There will be periods of time when this investment discipline underperforms, sometime for such long periods that the discipline is subject to question. Experienced investors know that in the short term the market is a voting machine, but in the long term it is a weighing machine. Values are eventually recognized, but it takes patience and discipline and faith in your investment premise and criteria.

During the hot market of the 1990’s value investing underperformed a market high on exciting new technology. There was talk of new paradigms; that old investment criteria no longer applied.  Some funds saw money exit for the better performers, chasing higher returns. Some of these funds changed their investment strategies and principles, many of them right before the market collapsed.

One could suggest that such a change was a “pragmatic” response to a changing market, and I use this analogy to lay bare the fallacy of political pragmatism.

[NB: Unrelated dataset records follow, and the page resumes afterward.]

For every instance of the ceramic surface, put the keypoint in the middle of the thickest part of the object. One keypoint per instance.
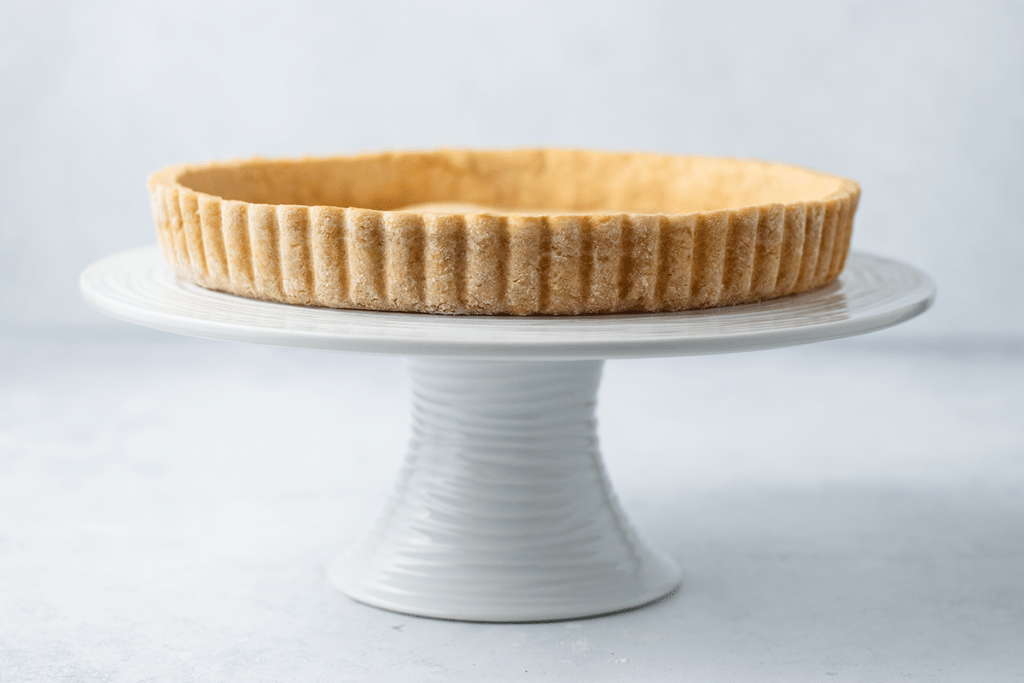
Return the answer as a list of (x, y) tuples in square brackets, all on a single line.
[(504, 512), (872, 293)]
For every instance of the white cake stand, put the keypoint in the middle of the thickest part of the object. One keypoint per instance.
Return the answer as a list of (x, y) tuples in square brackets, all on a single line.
[(503, 511)]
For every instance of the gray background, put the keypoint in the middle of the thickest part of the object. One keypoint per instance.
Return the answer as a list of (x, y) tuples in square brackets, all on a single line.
[(922, 102), (846, 511)]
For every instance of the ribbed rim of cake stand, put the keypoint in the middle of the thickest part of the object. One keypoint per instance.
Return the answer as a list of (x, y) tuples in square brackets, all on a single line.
[(872, 293)]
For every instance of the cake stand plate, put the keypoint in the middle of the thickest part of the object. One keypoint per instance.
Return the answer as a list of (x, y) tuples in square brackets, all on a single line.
[(503, 511)]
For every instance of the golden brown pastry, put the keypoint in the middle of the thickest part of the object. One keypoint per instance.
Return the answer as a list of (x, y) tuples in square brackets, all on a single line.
[(519, 231)]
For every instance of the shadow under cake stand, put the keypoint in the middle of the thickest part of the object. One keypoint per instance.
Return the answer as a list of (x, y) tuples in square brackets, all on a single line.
[(503, 511)]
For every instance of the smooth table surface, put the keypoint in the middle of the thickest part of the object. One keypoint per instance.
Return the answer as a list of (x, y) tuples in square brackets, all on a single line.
[(872, 293), (168, 507)]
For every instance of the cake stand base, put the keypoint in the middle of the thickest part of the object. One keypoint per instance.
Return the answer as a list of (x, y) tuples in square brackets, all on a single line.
[(503, 511)]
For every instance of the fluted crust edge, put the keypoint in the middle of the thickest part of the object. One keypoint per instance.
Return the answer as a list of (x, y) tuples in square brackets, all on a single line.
[(495, 263)]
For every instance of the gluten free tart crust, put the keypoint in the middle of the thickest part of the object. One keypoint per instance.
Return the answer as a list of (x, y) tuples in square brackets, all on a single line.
[(527, 231)]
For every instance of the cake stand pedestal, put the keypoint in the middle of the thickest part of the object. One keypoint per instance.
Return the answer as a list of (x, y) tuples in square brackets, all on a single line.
[(503, 511)]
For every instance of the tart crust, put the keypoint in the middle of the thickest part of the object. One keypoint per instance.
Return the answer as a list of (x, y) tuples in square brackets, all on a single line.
[(526, 231)]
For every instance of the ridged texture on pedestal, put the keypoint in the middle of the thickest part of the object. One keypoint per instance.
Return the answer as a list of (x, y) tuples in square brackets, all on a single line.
[(504, 511), (581, 232)]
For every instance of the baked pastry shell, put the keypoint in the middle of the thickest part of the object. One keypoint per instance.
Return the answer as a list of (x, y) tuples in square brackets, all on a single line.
[(612, 232)]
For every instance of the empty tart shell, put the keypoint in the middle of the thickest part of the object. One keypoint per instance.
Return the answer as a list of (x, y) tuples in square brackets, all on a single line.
[(525, 231)]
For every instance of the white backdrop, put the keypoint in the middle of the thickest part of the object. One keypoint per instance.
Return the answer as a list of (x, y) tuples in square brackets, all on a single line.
[(922, 102)]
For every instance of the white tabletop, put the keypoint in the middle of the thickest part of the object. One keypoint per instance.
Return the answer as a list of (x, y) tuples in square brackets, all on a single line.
[(847, 511)]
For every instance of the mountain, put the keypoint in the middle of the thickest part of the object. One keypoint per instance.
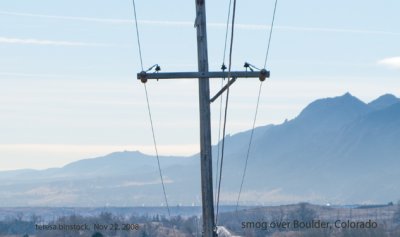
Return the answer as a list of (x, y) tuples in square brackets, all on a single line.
[(337, 150), (384, 101)]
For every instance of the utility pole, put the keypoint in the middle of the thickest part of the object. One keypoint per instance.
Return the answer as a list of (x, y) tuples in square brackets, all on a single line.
[(203, 75)]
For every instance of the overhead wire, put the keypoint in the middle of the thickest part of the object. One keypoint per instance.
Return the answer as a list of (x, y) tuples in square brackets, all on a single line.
[(270, 34), (150, 115), (223, 67), (256, 112), (226, 108)]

Theories of economics and politics are imperfect and must be applied in an imperfect world. Voters criticize those committed to these principles as ideologues when  they seem tone deaf to the problems of real people.  It may be necessary to vary from a principle or sound theory in unstable times, but it is quite another thing to abandon sound principles to solve short term problems and never return to the principles.

When we lose sight of our sound principles, pragmatism  becomes a dangerous state of mind.  The last century of Progressivism is wrapped around a principle of pragmatism, considered the opposite of ideology and principles. Detached from principles, pragmatism becomes another form of power, and assumes (wrongly)  that that there is a consensus of what needs to be done.  Pragmatism does not dispense with the conflict of political factions. In a democracy with a large number of political clients it only aggravates conflict.

The problem on the seeming simple idea of pursuing what works, is that what work for some may not work for others; what works in one time period may not work in another with a completely different set of environmental factors.  Pragmatic policies may sow the seeds of their own destruction.  What is often claimed to work often doesn’t.

When Pragmatism (with a capital ‘P’) becomes an ideology itself, it has no bearings to guide it.  The word had a positive connotation in most personal and business settings, but it takes on a sinister character in the political realm: it becomes a rejection of sound principles and a justification of the ends justifying the means. It becomes a source of tyranny in government.

Those who demean ideologues have distaste for the other guy’s ideology and contend they are not so influenced. But John Maynard Keynes noted:

“The ideas of economists and political philosophers, both when they are right and when they are wrong are more powerful than is commonly understood. Indeed, the world is ruled by little else. Practical men, who believe themselves to be quite exempt from any intellectual influences, are usually slaves of some defunct economist.”

Be cautious of the call for Pragmatism ( capital ‘P’) on the campaign trail.